For many months, I used to finish my full-time job at the startup around 5 p.m., go home to grab a quick bite, and then drive until midnight or later. I would play the same songs in every night route. I would drive up to San Francisco and see the skyline as I entered the metropolis. As I shifted lanes to get to the busiest zones of the Bay Area for the night, I turned on the Uber app to begin. Riders would come in and out of the car, one after another, sometimes in silence, sometimes with small talk, sometimes with memorable conversations. In retrospect, I realize I was practicing some skills that would be useful in a medical career. Think about it for a minute. The driver and the passenger are in an enclosed space for a limited amount of time. The driver has to make the passenger feel safe and comfortable. Conversations are often inevitable. Just as drivers provide a service with their car, doctors provide a service in an exam room.
I drove for Uber for nearly two years in San Francisco and Boston. Thankfully, driving for Uber provided enough money to attend some of my interviews. I ended up at Harvard Medical School, an unlikely ending to an unlikely experience. Driving for Uber was a humbling and eye-opening experience that now, looking back, I consider a privilege.
One of the most personal lessons was realizing that everyone has a particular journey toward the future one desires. It might not always feel glamorous or fair, but determination and zeal are a must to achieve anything we dream of. In conversation with some of my passengers, they would find out that I was working to be able to attend medical school. One particular passenger, a Mexican woman with her child, told me, “For some of us, it takes more work, but that is what makes us better and stronger.
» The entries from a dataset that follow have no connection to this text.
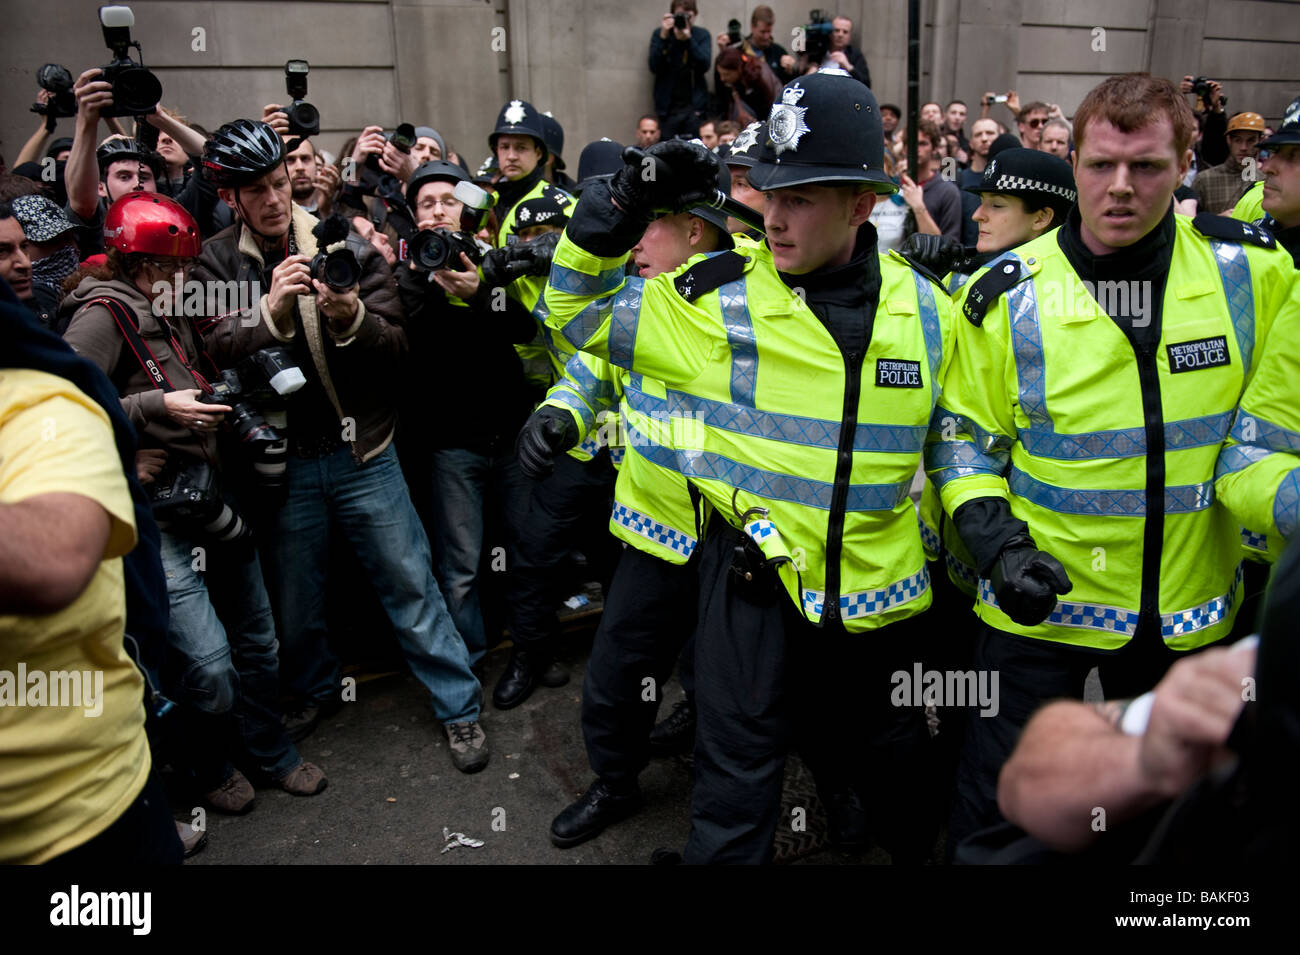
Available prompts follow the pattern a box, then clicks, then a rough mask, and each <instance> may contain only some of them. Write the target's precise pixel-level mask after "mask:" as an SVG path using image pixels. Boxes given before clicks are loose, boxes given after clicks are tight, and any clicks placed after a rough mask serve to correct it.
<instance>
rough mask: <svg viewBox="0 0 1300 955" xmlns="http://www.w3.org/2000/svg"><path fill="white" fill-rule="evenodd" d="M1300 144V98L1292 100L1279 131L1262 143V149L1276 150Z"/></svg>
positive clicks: (1287, 110) (1282, 122)
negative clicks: (1287, 146) (1275, 148)
mask: <svg viewBox="0 0 1300 955" xmlns="http://www.w3.org/2000/svg"><path fill="white" fill-rule="evenodd" d="M1296 143H1300V96H1296V97H1295V99H1294V100H1291V105H1288V107H1287V112H1286V114H1283V117H1282V125H1281V126H1279V127H1278V131H1277V133H1274V134H1273V135H1271V136H1269V138H1268V139H1265V140H1264V142H1261V143H1260V147H1258V148H1261V149H1275V148H1277V147H1279V146H1295V144H1296Z"/></svg>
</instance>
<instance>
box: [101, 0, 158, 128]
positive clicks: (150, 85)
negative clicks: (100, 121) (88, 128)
mask: <svg viewBox="0 0 1300 955" xmlns="http://www.w3.org/2000/svg"><path fill="white" fill-rule="evenodd" d="M99 22H100V23H101V25H103V27H104V43H105V44H108V48H109V49H110V51H113V62H110V64H108V66H104V68H103V69H104V77H103V79H104V82H105V83H110V84H112V86H113V105H112V107H108V108H107V109H101V110H100V113H99V114H100V116H104V117H110V116H144V114H147V113H148V112H151V110H152V109H153V107H156V105H157V104H159V101H160V100H161V99H162V84H161V83H160V82H159V78H157V77H155V75H153V74H152V73H149V71H148V70H147V69H144V52H143V51H142V49H140V44H139V42H138V40H133V39H131V27H133V26H135V14H134V13H131V8H130V6H100V8H99ZM131 47H135V52H136V53H138V55H139V62H136V61H135V60H131V56H130V48H131Z"/></svg>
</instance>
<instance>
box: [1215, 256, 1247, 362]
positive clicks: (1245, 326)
mask: <svg viewBox="0 0 1300 955" xmlns="http://www.w3.org/2000/svg"><path fill="white" fill-rule="evenodd" d="M1210 248H1212V249H1213V251H1214V261H1216V264H1217V265H1218V269H1219V278H1221V279H1222V281H1223V294H1225V295H1226V296H1227V311H1229V314H1230V316H1231V318H1232V329H1234V331H1236V347H1238V348H1239V350H1240V352H1242V366H1243V370H1242V374H1243V376H1249V373H1251V360H1252V356H1253V352H1255V288H1252V287H1251V260H1249V259H1248V257H1247V255H1245V249H1244V248H1243V247H1242V246H1239V244H1236V243H1234V242H1217V240H1210Z"/></svg>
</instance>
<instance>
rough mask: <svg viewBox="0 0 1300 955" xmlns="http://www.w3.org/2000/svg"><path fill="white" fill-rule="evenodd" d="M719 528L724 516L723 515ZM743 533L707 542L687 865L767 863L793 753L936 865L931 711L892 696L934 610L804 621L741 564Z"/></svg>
mask: <svg viewBox="0 0 1300 955" xmlns="http://www.w3.org/2000/svg"><path fill="white" fill-rule="evenodd" d="M716 524H722V522H720V521H719V522H716ZM741 539H742V537H741V534H740V531H737V530H735V529H732V528H729V526H725V525H723V526H722V528H716V526H715V528H714V529H711V531H710V535H708V538H707V539H706V541H705V543H703V546H702V554H701V565H699V589H701V599H699V628H698V629H697V631H695V708H697V712H698V720H699V722H698V726H697V730H695V786H694V791H693V793H692V800H690V835H689V838H688V842H686V850H685V854H684V859H685V861H688V863H697V864H698V863H767V861H771V858H772V837H774V834H775V832H776V826H777V825H789V824H790V820H788V819H783V813H781V782H783V776H784V769H785V755H787V752H788V751H789V750H790V748H794V747H797V751H798V752H800V755H801V756H802V758H803V761H805V763H806V764H807V767H809V769H810V770H811V772H813V774H814V776H815V777H816V781H818V786H819V787H823V786H833V787H839V786H842V785H852V786H854V787H855V789H857V790H858V793H859V795H861V796H862V799H863V803H865V804H866V807H867V811H868V813H870V822H871V828H872V830H874V833H875V835H876V839H878V842H879V843H880V845H881V846H883V847H884V848H885V850H887V851H889V852H891V854H892V855H893V856H894V859H896V860H909V861H917V860H923V859H924V858H926V855H927V854H928V851H930V847H931V845H932V842H933V838H932V837H933V828H932V817H933V812H932V811H931V808H930V803H931V800H932V799H933V786H932V770H931V763H930V758H928V747H930V734H928V730H927V729H926V721H924V709H923V708H920V707H915V706H894V704H893V693H892V691H893V674H894V673H897V672H898V670H904V672H907V673H910V672H911V667H913V661H915V660H919V654H918V650H919V647H920V638H922V635H923V631H924V624H923V622H922V621H923V620H924V616H926V615H920V617H913V618H910V620H906V621H901V622H898V624H893V625H891V626H888V628H884V629H883V630H874V631H870V633H857V634H850V633H846V631H845V630H844V628H842V626H839V625H836V626H826V628H822V629H819V628H815V626H811V625H810V624H807V621H805V618H803V616H802V613H801V612H800V609H798V608H797V607H796V605H794V604H793V602H792V600H790V599H789V596H788V595H787V594H785V592H784V589H783V590H780V591H777V590H776V589H775V587H767V589H764V590H759V591H755V590H753V589H751V587H750V585H746V583H744V582H742V581H740V578H738V577H736V576H735V574H733V573H732V572H731V564H732V555H733V548H735V547H736V546H737V543H740V542H741Z"/></svg>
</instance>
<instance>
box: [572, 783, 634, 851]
mask: <svg viewBox="0 0 1300 955" xmlns="http://www.w3.org/2000/svg"><path fill="white" fill-rule="evenodd" d="M642 806H645V799H643V798H642V796H641V790H640V789H630V790H628V791H625V793H615V791H614V790H611V789H610V787H608V786H607V785H606V783H604V782H602V781H601V780H597V781H595V782H593V783H591V787H590V789H588V790H586V793H584V794H582V798H581V799H578V800H577V802H576V803H571V804H569V806H567V807H565V808H564V812H562V813H560V815H559V816H556V817H555V821H554V822H551V842H552V843H555V846H558V847H559V848H569V847H571V846H576V845H578V843H580V842H586V841H588V839H590V838H591V837H594V835H599V834H601V833H602V832H603V830H604V828H606V826H611V825H614V824H615V822H621V821H623V820H624V819H627V817H628V816H632V815H634V813H637V812H640V811H641V807H642Z"/></svg>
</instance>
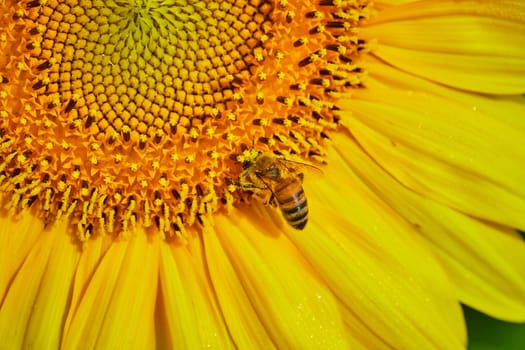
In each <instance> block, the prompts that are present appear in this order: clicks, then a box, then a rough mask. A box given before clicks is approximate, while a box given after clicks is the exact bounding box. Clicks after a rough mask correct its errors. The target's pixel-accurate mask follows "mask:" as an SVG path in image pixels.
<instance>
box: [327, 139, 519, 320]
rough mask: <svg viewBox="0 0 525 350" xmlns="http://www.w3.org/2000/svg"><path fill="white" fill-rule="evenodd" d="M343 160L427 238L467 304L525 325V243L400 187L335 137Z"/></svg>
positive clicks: (376, 192)
mask: <svg viewBox="0 0 525 350" xmlns="http://www.w3.org/2000/svg"><path fill="white" fill-rule="evenodd" d="M335 142H337V144H339V145H341V148H342V149H344V152H341V156H342V157H343V158H344V159H345V161H346V162H348V164H351V166H352V168H353V169H355V171H356V172H357V173H358V174H360V176H361V177H362V179H363V180H364V181H366V182H367V183H368V184H369V186H370V187H371V188H373V189H374V190H375V191H376V193H377V194H378V195H379V196H380V197H381V198H383V200H384V201H385V202H386V203H388V205H390V206H391V207H392V208H394V209H395V210H396V211H398V212H399V213H400V214H401V215H403V216H404V217H405V218H406V220H407V221H408V222H410V223H411V224H413V225H414V226H415V227H417V229H418V231H419V232H420V233H421V234H423V235H424V236H425V238H426V239H428V241H429V244H430V246H431V247H432V248H433V249H434V251H435V253H436V256H437V257H439V259H440V260H441V262H442V264H443V266H444V267H445V269H446V271H447V275H448V276H449V278H450V279H451V281H452V282H453V284H454V285H455V286H456V288H457V290H458V294H459V298H460V300H461V301H462V302H464V303H466V304H468V305H470V306H472V307H474V308H476V309H479V310H481V311H483V312H485V313H487V314H489V315H491V316H493V317H498V318H501V319H505V320H509V321H516V322H523V321H525V270H524V269H523V266H525V242H524V241H523V240H522V239H521V238H520V236H519V235H518V234H517V233H516V232H513V231H510V230H508V229H503V228H501V227H497V226H494V225H489V224H487V223H485V222H481V221H479V220H476V219H474V218H472V217H469V216H467V215H464V214H462V213H460V212H457V211H455V210H453V209H450V208H448V207H446V206H444V205H441V204H439V203H436V202H434V201H432V200H428V199H427V198H425V197H424V196H422V195H418V194H417V193H414V192H413V191H410V190H408V189H407V188H406V187H404V186H401V185H400V184H399V182H397V181H395V179H393V178H392V177H391V176H390V175H389V174H388V173H386V172H385V171H384V170H383V169H381V168H380V167H379V166H378V165H377V164H376V163H375V162H374V161H373V160H372V159H370V158H369V157H368V156H367V155H365V154H364V153H363V152H361V150H360V149H358V147H357V146H356V145H355V144H354V143H353V142H351V141H350V140H348V139H347V138H345V137H344V136H336V138H335Z"/></svg>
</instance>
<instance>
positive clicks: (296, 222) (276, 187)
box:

You are already a winner!” Her words resound in my head whenever I have a new challenge at school, whether paying for question banks or standardized exams or experiencing microaggressions in the hospital. Now that I am about to graduate from medical school, I have learned that there is a different path to success with more barriers and detours for students like me, yet I have realized that I am here not despite of my difficulties but because of them. Next time you take an Uber, do not underestimate your driver; that driver might just be your doctor in a few years.
Oscar A. Leyva is a medical student.